RyJones: T-Mobile consists of at least five distinct networks depending on when your carrier was purchased, last time I was talking with some of the network security guys in Factoria. It’s been four years - they may have converged some of them.
ck2: same T-Mobile USA, AS21928 does NOT implement BGP safely
jon-wood: For anything major you're right, you'd expect them to be on the HSTS preload list in people's browsers which forces all requests over SSL which would then pick up an invalid certificate. That doesn't make this harmless though, just being able to blackhole traffic for something is a pretty significant attack - Pakistan a few years back accidentally caused YouTube to be unavailable ~worldwide when they only intended to make it unavailable within the country. There's also a lot of sites not on the preload list, and those you could fairly easily MITM, especially if you've also got access to a tame certificate issuer and I don't doubt that a nation state could persuade someone to issue them some certificates given the proper levers.

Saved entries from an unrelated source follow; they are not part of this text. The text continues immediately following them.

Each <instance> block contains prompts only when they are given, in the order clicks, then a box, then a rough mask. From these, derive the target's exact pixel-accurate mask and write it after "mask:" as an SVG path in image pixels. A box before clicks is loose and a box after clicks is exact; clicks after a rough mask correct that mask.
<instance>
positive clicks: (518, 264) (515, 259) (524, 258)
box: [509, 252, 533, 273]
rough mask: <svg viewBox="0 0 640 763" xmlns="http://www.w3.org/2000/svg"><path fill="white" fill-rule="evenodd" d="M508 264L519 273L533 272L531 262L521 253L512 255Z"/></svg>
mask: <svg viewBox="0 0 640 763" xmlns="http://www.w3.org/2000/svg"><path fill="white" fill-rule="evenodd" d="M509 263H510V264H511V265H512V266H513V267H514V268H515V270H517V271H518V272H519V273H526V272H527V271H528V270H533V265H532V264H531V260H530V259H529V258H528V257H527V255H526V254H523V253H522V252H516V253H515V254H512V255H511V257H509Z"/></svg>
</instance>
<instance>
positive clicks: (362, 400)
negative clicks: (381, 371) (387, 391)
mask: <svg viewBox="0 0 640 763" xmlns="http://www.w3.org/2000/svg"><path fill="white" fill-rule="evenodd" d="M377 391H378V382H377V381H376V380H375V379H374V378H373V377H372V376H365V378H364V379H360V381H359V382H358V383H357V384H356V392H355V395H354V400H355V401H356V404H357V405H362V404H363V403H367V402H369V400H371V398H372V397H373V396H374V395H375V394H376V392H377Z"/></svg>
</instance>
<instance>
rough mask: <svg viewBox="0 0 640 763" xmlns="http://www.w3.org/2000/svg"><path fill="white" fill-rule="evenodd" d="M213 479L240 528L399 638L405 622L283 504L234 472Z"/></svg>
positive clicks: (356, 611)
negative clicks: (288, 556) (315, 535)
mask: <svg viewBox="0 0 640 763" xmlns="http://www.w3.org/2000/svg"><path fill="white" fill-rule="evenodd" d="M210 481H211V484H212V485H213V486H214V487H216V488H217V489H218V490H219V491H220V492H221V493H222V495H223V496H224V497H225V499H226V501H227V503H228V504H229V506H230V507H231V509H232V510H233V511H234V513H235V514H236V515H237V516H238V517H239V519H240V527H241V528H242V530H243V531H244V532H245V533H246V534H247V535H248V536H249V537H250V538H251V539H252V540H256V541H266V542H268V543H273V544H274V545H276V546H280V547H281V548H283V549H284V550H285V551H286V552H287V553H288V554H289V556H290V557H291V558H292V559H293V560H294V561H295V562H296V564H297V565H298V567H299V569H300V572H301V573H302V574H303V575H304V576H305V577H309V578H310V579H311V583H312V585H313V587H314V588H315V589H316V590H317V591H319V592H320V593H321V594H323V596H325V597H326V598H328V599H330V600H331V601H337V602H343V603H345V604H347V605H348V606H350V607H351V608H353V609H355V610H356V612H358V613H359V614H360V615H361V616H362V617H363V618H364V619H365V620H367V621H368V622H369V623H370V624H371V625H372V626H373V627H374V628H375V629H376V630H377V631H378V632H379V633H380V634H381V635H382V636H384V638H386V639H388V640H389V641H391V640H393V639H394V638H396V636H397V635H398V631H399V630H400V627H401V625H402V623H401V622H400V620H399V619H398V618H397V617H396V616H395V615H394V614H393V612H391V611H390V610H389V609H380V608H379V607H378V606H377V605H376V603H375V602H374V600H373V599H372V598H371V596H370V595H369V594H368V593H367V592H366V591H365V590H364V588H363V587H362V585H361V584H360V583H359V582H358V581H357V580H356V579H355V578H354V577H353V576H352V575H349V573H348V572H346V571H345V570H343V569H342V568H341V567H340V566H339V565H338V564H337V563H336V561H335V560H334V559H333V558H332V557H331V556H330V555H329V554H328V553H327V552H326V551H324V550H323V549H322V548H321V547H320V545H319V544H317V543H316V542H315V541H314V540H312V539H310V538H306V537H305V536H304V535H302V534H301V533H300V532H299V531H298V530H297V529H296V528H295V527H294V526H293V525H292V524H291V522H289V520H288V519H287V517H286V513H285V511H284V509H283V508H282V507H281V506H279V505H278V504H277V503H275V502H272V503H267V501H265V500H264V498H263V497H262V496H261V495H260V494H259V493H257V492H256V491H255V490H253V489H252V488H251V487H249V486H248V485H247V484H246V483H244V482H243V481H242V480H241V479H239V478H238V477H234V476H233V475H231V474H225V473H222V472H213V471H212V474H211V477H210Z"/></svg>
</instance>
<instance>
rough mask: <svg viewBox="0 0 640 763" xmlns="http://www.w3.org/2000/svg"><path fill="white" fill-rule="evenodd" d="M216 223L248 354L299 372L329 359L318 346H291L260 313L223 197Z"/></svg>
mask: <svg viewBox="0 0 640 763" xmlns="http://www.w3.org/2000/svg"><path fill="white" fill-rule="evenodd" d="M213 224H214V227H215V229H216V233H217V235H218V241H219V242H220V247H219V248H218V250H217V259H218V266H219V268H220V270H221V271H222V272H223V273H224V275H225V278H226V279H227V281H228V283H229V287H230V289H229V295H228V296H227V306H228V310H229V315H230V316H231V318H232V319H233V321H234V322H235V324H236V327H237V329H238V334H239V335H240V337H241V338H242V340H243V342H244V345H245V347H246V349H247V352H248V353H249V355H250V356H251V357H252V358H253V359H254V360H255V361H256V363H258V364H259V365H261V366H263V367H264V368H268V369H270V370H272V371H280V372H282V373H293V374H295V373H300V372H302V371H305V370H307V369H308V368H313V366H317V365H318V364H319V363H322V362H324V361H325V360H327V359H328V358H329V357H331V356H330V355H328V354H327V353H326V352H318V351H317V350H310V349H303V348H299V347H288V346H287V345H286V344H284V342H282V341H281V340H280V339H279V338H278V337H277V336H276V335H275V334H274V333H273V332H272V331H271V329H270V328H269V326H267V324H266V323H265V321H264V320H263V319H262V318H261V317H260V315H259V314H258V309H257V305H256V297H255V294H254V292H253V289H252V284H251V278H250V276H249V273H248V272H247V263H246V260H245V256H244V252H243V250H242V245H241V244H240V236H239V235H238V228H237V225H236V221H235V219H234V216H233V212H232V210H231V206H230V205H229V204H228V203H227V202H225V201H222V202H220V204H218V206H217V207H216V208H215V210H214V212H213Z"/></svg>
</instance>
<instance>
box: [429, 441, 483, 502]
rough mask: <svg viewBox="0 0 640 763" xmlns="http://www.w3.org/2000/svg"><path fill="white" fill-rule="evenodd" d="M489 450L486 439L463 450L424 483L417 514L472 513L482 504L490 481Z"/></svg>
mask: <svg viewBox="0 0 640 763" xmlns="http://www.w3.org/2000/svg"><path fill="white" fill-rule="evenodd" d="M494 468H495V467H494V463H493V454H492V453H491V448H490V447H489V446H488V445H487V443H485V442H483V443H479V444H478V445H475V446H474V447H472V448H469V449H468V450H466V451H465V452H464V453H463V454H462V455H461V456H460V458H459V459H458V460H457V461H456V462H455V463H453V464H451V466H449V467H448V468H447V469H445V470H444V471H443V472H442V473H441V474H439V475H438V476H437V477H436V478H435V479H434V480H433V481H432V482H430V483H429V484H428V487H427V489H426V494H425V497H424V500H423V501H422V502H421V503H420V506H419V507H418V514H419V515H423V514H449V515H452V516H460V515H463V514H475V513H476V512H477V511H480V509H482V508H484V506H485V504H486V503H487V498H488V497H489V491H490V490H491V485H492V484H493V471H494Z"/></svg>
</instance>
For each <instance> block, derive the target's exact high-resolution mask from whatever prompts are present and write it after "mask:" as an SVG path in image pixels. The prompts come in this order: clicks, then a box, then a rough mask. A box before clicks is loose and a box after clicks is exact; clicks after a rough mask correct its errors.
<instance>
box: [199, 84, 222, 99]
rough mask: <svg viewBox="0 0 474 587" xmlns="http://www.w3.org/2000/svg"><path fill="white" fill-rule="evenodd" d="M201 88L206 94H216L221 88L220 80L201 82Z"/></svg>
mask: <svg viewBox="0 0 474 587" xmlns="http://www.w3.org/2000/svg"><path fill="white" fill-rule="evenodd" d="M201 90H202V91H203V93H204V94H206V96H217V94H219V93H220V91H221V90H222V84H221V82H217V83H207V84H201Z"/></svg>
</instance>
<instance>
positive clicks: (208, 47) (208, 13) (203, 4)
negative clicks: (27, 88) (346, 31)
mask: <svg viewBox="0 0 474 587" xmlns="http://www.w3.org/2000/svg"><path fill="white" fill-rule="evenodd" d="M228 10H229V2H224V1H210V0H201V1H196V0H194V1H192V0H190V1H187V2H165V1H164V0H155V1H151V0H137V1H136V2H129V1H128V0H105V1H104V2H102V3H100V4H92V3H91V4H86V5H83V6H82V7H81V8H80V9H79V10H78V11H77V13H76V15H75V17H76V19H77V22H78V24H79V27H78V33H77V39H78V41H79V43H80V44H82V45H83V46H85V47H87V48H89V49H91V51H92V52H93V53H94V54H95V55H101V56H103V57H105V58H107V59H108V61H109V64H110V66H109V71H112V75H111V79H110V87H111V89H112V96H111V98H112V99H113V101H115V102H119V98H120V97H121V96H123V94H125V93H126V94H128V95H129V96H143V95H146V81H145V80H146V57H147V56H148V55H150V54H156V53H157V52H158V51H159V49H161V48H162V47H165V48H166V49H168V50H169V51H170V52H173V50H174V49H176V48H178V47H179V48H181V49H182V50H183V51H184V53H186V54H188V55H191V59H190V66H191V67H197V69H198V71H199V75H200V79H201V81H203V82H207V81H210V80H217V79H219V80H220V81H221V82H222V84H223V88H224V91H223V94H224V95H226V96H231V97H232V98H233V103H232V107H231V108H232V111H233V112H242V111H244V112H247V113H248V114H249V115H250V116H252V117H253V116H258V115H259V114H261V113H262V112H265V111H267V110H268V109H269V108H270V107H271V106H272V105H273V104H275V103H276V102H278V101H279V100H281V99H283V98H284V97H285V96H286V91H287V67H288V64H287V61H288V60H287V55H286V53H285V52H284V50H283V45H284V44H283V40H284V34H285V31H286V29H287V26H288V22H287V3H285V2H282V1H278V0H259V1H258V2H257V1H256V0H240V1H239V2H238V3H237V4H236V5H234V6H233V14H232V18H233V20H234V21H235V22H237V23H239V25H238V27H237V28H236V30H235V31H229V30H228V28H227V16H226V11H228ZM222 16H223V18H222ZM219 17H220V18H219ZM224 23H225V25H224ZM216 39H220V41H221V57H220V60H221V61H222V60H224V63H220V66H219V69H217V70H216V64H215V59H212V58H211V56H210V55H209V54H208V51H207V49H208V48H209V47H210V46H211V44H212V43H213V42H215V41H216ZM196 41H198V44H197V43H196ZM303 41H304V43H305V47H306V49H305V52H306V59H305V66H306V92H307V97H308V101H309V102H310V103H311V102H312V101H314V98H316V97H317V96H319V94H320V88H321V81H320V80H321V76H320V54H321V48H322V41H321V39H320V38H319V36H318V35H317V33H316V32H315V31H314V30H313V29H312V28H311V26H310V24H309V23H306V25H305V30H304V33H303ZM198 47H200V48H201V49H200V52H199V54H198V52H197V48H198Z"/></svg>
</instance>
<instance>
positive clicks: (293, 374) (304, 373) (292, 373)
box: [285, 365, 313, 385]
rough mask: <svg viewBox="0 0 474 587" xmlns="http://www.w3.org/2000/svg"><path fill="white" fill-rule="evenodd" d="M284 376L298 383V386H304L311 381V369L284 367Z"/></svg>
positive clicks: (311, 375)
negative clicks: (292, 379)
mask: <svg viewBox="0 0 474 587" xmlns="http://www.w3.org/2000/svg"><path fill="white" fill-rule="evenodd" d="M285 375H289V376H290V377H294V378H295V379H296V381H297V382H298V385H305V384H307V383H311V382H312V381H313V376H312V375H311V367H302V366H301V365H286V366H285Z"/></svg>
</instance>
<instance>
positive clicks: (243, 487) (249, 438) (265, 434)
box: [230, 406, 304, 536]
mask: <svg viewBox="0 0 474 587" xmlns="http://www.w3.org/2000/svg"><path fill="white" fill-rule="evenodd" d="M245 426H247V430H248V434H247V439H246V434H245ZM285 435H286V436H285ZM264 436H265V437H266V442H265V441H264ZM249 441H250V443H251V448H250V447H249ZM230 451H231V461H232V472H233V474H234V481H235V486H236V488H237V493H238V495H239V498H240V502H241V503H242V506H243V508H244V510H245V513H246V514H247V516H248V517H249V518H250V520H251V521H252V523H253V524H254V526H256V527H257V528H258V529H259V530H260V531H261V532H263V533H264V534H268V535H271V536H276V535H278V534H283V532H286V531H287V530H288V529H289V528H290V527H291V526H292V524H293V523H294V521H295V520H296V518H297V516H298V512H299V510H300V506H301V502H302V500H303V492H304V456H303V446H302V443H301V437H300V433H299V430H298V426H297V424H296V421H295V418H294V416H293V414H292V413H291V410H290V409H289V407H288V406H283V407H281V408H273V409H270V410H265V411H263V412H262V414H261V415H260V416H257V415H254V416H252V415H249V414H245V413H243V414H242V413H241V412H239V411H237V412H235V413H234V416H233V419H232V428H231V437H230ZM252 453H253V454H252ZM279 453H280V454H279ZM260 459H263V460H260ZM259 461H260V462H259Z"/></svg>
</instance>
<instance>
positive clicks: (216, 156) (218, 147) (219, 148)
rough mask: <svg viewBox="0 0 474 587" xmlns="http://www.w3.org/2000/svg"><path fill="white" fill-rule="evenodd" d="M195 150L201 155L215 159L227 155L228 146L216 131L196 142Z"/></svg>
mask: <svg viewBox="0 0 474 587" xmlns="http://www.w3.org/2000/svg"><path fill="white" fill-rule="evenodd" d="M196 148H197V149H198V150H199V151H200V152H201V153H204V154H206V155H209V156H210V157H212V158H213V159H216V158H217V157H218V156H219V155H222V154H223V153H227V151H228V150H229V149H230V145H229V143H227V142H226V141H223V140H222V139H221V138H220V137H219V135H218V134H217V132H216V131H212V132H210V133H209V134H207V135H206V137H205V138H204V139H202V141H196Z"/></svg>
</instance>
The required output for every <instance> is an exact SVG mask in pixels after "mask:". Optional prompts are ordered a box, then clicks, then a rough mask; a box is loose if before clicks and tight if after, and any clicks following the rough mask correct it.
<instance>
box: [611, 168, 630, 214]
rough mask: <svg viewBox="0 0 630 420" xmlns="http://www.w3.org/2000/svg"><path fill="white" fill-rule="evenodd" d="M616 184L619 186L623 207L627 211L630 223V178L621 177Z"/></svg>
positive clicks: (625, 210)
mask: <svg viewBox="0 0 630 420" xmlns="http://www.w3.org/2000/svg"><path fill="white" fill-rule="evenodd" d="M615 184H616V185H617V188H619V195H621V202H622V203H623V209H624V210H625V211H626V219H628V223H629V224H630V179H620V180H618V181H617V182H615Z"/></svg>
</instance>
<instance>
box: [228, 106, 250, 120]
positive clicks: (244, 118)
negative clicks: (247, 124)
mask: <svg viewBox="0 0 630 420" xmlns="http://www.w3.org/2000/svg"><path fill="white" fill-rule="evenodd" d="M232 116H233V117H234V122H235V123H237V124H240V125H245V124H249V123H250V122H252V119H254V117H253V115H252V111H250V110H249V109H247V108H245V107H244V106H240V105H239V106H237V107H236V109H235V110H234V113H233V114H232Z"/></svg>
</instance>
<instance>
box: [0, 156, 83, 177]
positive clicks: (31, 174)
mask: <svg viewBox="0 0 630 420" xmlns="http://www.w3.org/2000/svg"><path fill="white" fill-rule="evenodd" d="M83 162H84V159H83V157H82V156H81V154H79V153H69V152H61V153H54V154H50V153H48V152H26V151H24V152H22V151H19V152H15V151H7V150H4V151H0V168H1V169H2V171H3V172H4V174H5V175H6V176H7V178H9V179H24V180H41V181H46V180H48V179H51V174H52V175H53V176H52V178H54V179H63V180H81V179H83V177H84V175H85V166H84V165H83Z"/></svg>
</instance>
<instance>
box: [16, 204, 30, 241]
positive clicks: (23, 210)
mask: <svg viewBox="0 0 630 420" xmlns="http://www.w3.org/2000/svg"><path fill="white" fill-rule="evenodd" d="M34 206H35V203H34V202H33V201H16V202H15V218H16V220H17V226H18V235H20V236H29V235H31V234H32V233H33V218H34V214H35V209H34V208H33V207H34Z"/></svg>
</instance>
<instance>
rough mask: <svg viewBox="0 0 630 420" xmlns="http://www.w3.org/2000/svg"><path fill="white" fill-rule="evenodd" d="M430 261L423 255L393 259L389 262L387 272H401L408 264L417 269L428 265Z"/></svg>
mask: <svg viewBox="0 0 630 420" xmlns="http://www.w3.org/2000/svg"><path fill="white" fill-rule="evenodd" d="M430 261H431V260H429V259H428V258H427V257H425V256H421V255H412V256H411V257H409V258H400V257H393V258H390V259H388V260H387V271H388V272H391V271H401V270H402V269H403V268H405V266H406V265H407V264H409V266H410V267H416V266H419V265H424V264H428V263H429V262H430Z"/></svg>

jeroenhd: Only as long as all certificate authorities ensure that all networks they host servers on secure. If you can BGP spoof a domain-validating CA, you can get a valid certificate for any domain of your choice (unless maybe if that domain is DNSSEC-enabled, the CA does strict validation, and the domain has a CAA record for another CA that is not BGP-spoofable).Major news outlets, government websites from various countries, the American army, and many more all lack CAA records, for instance. Any CA can generate a valid certificate for those domains and it's up to the people watching the public certificate transparency logs to catch any malicious certificates.
lucasay: RPKI makes BGP safer, not safe. It helps prevent some hijacks, but attackers can still mess with routing paths. Feels like we’re patching a trust-based system rather than fixing it.
greyface-: RPKI isn't just ROAs anymore, and BGP hijacks can happen at other places than just the first/last hop. Why hasn't this site been updated to test ASPA-invalid prefixes in addition to ROA-invalid ones?